Everybody keeps saying Lady Bird is Greta Gerwig's directorial debut, and everybody keeps being wrong.
Actress Gerwig has made dozens of independent movies, many in the "mumblecore" tradition of coauthorship, in which actors contribute dialogue and other ideas — she has an official codirector credit with Joe Swanberg on Nights and Weekends. She has formal writing credits on Mistress America and Frances Ha, and informally has had long conversations with every cinematographer she's ever worked with.
So if you see Lady Bird on Friday, and you say this movie is way too good to be anybody's directorial debut, you'd be correct.
Even so, the polish and the confidence of the work come as a shock. As does Gerwig's method of making it. Her background is improvisation and fluid collaboration, but her teen girl coming-of-age movie is old Hollywood — the dialogue, banged out on a keyboard, is all Gerwig's, shot as she wrote it, nary a word changed.
And why would you want to?
Sharp, funny, humane, and uncommonly intelligent — let's start with the Grapes of Wrath reference in the first scene, set in the front seat of a car, where a mother (Laurie Metcalf) is driving her willful daughter (Saoirse Ronan), who calls herself Lady Bird, home to Sacramento from an abysmal tour of California colleges the girl doesn't want to attend.
She wants to go East, way East, where "writers live in the woods" where colleges are prestigious and exclusive and completely unaffordable.
This offends her mother on some deep level, and after a minute you realize why — it's no random thing that they're listening to books-on-tape Steinbeck. It's one of the movie's most important ideas — the young girl does not realize it, but she is reversing one of U.S. history's great migrations.
"For so many people in California, who can trace back to being Dust Bowl farmers, how your family got there is a huge part of who you are," said Sacremento native Gerwig, on whose teen years the movie is very loosely based. "So when this girl says, 'I want to leave,' it's in the context of all that her foremothers and forefathers sacrificed to get there. And that's funny, and it's also heartbreaking, and it's also so American — there is an economic thread here, it's about the class system, and the idea that we are still all trying to make a better life than the one we have."
Gerwig shows us in Lady Bird that on some level, the feuding mother and daughter share these aspirations. On Sundays, they go to open houses and wander through mansions, wondering what it would be like to live there.
Their own house is modest, paid for by a mother who works double shifts at a hospital, necessary now that the father (Tracy Letts) has lost his job. That's all background, though, to the up-tempo rat-a-tat profile of Lady Bird's whirlwind, hectic, mistake-prone senior year at Catholic school — besties, boyfriends, being overwhelmed by a Dave Matthews Band song.
"Something I wanted to create was this idea that time is tumbling forward faster than you can hold on to it. I think teens experience life that way. And also, at that stage, people cannot accept generosity at the moment it is given," she said.
Gerwig is talking about Lady Bird's patient mentor — a good-natured nun (Lois Smith) who looks past the student's missteps, determined to nurture her potential. The sister's faith is rewarded, as we see in a crucial scene — Lady Bird finds herself in a position to fink on a boy who's angered her, but makes a different choice (we'll word this carefully to avoid spoilers).
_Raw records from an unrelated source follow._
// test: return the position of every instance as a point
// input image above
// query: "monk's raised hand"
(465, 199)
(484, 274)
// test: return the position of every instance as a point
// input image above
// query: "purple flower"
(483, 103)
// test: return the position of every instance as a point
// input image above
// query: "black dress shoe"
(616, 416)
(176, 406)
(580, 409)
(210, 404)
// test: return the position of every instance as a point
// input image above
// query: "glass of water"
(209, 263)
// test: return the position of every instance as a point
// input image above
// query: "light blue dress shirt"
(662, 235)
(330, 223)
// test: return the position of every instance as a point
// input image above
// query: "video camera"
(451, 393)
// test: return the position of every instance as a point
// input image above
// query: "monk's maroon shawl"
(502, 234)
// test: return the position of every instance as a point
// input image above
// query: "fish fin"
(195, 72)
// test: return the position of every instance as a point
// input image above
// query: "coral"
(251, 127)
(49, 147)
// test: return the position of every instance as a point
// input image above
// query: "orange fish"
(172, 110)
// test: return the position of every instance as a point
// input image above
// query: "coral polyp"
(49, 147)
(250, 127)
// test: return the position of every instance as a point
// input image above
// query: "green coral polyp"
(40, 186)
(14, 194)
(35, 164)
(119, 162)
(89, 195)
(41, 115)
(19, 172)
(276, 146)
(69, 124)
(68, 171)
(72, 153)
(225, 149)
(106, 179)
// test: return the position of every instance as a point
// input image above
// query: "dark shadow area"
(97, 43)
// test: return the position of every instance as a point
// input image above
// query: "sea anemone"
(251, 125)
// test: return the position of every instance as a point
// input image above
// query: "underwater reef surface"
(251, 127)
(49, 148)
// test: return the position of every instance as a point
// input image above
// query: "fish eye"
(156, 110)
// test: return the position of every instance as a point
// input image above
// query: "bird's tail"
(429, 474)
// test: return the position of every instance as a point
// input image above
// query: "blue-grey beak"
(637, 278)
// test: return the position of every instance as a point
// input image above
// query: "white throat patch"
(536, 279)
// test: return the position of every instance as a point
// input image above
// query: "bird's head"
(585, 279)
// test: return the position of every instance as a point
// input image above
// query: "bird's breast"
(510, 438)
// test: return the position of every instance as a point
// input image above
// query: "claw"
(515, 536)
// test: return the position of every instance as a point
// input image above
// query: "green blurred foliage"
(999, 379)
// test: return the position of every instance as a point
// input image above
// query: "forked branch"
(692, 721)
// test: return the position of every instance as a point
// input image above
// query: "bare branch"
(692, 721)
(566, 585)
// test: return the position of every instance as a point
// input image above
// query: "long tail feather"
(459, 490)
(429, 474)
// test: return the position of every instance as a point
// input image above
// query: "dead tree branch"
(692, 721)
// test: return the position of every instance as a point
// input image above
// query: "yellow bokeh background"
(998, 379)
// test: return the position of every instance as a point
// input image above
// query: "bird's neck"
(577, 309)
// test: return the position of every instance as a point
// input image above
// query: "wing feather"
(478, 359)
The young lady is smart, but she has absorbed another lesson — that life should have a moral dimension as well.
"That's one of my favorite scenes. It's where the movie really turns, and you realize not just this certain kind of comedy, that there's an undertow, and that something deeper is going on," she said. "She's becoming a person. We see her for the first time as an individual making important decisions, and she's really seeing another person for the first time, which is part of that process. And I think what she does reflects the way people have invested in her."
Gerwig is not Catholic, but she has deep respect for the school she attended, and the sisters who helped run it, and who, to borrow her phrase, invested in her.
"It's just so easy to play [parochial school] as just a straitjacket on someone, a rules-based system that is entrenched and inflexible," she said. "But my experience was that the [nuns] are quite groovy — accepting and funny and very much individuals."
If the scenes that open the movie and help it to pivot are cleverly done, the quietly radical ending is even better.
At this point in Lady Bird, the title character has managed to tidy up most of the messes she's made, except for the biggest and most important. The ineffable impasse between mother and daughter remains — the mutual love is obviously, passionately there, but it always manifests as mother pushing daughter, daughter pushing back.
How to demonstrate that these women love each other, to prove it to the audience, without a traditional speech or an embrace?
Suffice it to say that Gerwig finds a way, even if all she has to work with is runny mascara and a phone message (not to mention Ronan, sure to be nominated for an Oscar, as is Gerwig, as is Metcalf).
"That's the ending that came to me, and even though there were questions about it, I really stuck to my guns," said Gerwig, who maintained firm control of the movie up to and through the final half second.
Two thousand miles separate mother and daughter.
Lady Bird is on her own.
"She inhales, and we cut to black in the middle of a breath, because I felt that when she breathes out, we're in a different story."